Offer various mediums for discussion
Group discussions do not have to always be people sitting in a circle, talking. Group discussions can be done with someone writing answers to questions on a white board, or by implementing "icebreaker" types of games. For example: One of the best discussions I had with a group was playing the concentric circle game. It only requires three different sizes of rope (making them into small, medium, and large circles on the floor) and candy. As group members throw their candy into one of the rope circles, they share something about themselves or the topic at hand. The smaller the circle the candy lands on, the more personal the sharing.
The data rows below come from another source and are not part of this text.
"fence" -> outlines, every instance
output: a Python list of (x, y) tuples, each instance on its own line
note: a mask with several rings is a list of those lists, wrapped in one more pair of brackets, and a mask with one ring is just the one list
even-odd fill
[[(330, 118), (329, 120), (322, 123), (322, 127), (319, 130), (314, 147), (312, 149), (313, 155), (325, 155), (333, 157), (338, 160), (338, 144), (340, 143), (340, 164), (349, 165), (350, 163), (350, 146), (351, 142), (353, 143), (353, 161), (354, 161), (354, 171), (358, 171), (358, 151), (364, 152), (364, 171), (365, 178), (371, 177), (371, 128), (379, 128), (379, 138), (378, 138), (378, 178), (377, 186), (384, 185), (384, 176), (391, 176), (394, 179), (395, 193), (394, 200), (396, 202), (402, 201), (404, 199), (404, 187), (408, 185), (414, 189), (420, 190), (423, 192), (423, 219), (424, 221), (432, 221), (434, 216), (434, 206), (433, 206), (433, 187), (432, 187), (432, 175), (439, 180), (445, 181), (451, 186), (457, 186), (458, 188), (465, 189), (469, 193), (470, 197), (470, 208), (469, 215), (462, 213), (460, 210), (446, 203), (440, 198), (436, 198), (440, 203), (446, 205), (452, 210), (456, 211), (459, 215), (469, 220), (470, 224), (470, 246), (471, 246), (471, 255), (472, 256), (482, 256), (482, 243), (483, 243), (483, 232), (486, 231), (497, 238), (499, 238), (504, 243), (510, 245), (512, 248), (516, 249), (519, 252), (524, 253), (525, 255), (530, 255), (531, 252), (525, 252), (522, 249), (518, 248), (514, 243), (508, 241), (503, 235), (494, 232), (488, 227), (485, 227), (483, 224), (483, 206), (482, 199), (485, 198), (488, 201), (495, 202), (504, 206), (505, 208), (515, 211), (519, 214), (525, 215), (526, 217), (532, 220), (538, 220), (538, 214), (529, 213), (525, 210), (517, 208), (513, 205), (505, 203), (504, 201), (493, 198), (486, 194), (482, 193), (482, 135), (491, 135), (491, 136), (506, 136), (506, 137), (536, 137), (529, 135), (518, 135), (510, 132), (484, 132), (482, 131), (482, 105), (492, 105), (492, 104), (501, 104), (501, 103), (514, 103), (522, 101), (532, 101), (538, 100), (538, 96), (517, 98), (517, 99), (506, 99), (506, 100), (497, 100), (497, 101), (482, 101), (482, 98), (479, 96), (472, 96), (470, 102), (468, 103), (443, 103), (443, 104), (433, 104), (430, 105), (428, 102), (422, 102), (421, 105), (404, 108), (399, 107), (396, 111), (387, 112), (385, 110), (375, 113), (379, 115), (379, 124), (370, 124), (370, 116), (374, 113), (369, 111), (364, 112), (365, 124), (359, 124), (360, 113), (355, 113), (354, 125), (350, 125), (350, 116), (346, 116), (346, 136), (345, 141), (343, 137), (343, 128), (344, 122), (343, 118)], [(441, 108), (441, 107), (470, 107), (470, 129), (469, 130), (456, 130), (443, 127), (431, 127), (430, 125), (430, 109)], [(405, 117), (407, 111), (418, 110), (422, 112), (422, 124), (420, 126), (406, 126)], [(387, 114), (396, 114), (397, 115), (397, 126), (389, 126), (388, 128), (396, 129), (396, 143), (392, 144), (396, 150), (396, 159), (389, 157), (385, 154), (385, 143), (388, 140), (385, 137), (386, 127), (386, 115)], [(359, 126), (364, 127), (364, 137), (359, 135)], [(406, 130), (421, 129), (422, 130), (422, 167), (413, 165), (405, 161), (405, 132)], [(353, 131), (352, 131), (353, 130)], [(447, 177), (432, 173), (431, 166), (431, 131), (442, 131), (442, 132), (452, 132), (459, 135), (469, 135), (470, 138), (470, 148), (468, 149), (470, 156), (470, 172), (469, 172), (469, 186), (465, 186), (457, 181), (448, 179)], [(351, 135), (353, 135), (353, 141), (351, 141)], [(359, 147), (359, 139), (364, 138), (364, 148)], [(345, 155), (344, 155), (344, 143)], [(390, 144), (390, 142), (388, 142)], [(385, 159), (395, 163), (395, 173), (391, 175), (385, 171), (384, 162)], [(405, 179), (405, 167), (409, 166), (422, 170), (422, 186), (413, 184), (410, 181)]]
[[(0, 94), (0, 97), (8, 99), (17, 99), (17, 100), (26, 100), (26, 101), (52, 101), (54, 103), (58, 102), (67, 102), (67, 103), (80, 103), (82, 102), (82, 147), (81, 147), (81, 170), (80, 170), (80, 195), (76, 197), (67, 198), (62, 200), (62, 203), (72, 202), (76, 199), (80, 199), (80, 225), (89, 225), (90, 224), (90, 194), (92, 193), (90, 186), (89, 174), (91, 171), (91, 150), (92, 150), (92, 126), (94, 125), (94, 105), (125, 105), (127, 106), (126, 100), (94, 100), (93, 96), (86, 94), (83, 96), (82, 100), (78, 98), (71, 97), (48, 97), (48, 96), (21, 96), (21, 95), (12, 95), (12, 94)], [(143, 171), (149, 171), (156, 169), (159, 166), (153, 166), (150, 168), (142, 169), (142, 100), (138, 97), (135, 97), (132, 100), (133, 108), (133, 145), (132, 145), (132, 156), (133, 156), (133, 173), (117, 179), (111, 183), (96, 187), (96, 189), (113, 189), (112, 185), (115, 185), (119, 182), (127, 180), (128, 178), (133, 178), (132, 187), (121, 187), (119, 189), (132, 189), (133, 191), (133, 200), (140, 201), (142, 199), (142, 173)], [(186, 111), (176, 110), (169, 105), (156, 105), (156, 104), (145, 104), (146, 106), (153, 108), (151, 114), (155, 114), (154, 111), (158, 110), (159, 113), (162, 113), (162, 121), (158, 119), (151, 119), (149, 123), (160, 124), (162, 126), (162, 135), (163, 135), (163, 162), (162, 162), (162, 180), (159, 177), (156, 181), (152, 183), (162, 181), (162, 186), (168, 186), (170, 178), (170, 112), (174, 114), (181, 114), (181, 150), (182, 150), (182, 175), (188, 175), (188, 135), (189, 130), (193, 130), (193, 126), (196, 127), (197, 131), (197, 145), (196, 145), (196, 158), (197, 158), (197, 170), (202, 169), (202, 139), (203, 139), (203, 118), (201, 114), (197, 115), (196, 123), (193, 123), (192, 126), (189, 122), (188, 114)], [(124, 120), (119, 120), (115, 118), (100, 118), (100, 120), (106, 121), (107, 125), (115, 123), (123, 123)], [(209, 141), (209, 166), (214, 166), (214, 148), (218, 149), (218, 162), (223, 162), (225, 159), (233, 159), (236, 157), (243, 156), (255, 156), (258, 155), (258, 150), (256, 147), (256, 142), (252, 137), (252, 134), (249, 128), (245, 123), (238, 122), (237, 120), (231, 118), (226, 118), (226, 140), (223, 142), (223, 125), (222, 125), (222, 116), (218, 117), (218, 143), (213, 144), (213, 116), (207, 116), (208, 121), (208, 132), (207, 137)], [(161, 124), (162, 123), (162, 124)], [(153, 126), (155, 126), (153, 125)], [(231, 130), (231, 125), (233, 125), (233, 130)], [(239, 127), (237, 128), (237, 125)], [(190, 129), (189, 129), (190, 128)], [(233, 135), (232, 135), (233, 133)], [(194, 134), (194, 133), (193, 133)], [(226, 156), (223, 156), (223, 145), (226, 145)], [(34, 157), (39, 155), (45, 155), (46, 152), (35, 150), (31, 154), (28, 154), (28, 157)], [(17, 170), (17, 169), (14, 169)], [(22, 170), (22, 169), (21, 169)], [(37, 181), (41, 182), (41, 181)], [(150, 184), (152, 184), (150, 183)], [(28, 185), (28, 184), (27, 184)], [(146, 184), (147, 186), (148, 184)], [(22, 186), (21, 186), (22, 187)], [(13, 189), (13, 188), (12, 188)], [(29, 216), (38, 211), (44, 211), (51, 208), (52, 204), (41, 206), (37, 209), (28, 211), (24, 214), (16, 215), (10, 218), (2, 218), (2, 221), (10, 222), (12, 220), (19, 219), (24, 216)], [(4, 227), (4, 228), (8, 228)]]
A great group discussion could take place while playing a game of basketball or just walking around a park. Don't feel confined to sitting in a room! Oftentimes, discussions in these more natural settings lead to members feeling more at ease anyhow.
Facilitating a great discussion is not always easy, and it takes some practice. But with a little intentionality, your discussions will take on a life of their own, providing the vehicle for meaningful spiritual growth in your students.